Varios días después de los atentados de Madrid los trenes todavía van en silencio. El mismo silencio que se desprende de cada una de sus 200 víctimas mudas. Pero el hecho de que no hayan sido asesinadas por ser personas únicas y originales, sino tan sólo en calidad de hombres y mujeres iguales en el derecho a la vida, nos obliga a considerar a cada una de estas víctimas como si fuéramos nosotros, a encontrar en esas muertes aparentemente inútiles el sentido último del vivir juntos. Su ausencia nos obliga a darles la palabra, a darles nueva vida en el imaginario colectivo, a recuperar esa idea última del convivir y de la solidaridad que se resume en la proclama: o todos o nadie, o nos salvamos todos o aquí no queda nadie.
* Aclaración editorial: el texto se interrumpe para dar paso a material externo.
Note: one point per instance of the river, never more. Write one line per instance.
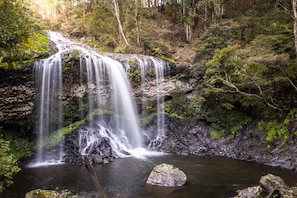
(126, 177)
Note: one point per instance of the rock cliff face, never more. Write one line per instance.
(17, 95)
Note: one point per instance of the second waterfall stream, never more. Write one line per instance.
(101, 84)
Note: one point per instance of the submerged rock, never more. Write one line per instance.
(272, 184)
(167, 175)
(40, 193)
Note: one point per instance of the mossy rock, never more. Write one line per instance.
(40, 193)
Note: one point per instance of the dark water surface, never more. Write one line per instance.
(126, 177)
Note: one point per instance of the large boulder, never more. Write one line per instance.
(167, 175)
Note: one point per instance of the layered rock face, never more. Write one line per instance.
(17, 96)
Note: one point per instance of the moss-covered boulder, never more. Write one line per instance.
(167, 175)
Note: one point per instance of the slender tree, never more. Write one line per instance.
(115, 7)
(295, 23)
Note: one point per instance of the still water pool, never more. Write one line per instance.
(215, 177)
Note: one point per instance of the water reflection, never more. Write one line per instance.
(126, 177)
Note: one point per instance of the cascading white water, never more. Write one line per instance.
(125, 137)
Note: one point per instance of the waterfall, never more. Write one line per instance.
(102, 76)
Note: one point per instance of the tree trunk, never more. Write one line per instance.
(136, 23)
(117, 15)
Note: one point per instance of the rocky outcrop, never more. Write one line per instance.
(195, 139)
(269, 186)
(167, 175)
(17, 95)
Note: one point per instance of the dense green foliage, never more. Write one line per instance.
(249, 72)
(8, 164)
(21, 37)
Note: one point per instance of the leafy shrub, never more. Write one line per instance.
(8, 164)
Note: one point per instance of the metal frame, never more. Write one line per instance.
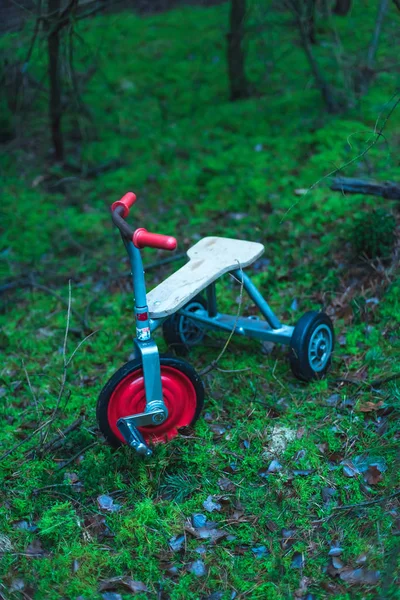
(156, 412)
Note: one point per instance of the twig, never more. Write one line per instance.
(368, 502)
(39, 286)
(64, 373)
(70, 460)
(32, 435)
(377, 135)
(58, 440)
(214, 363)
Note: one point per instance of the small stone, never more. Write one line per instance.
(197, 568)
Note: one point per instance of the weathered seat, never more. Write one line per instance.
(210, 258)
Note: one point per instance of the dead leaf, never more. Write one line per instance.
(373, 475)
(217, 429)
(38, 180)
(17, 585)
(71, 478)
(96, 525)
(210, 505)
(124, 582)
(198, 568)
(297, 561)
(176, 542)
(35, 549)
(274, 466)
(271, 525)
(226, 484)
(359, 576)
(207, 531)
(369, 406)
(107, 503)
Porque si no somos capaces de hablar por las víctimas, si nos les ofrecemos nuestra voz, seremos nadie, seres anónimos inútiles para la vida en común. Pero si dejamos el mundo a sus matarifes o a nuestros guardianes, habremos convertido en nada nuestra comunidad política.

Hablemos, dialoguemos, llenemos otra vez de palabras los trenes, desterremos el silencio que convierte en inútiles a las víctimas, recuperemos su humanidad en nuestro conversar diario sobre cualquier cosa, para que la palabra no muera, para que la palabra no se apague ni sea de nuevo asesinada, porque mientras exista ese hilo de voz que todos formamos contando y relatando cosas existirá todavía una oportunidad para vivir al fin en paz. Que el silencio por el duelo de las víctimas de Madrid no lo convirtamos en silencio de corderos.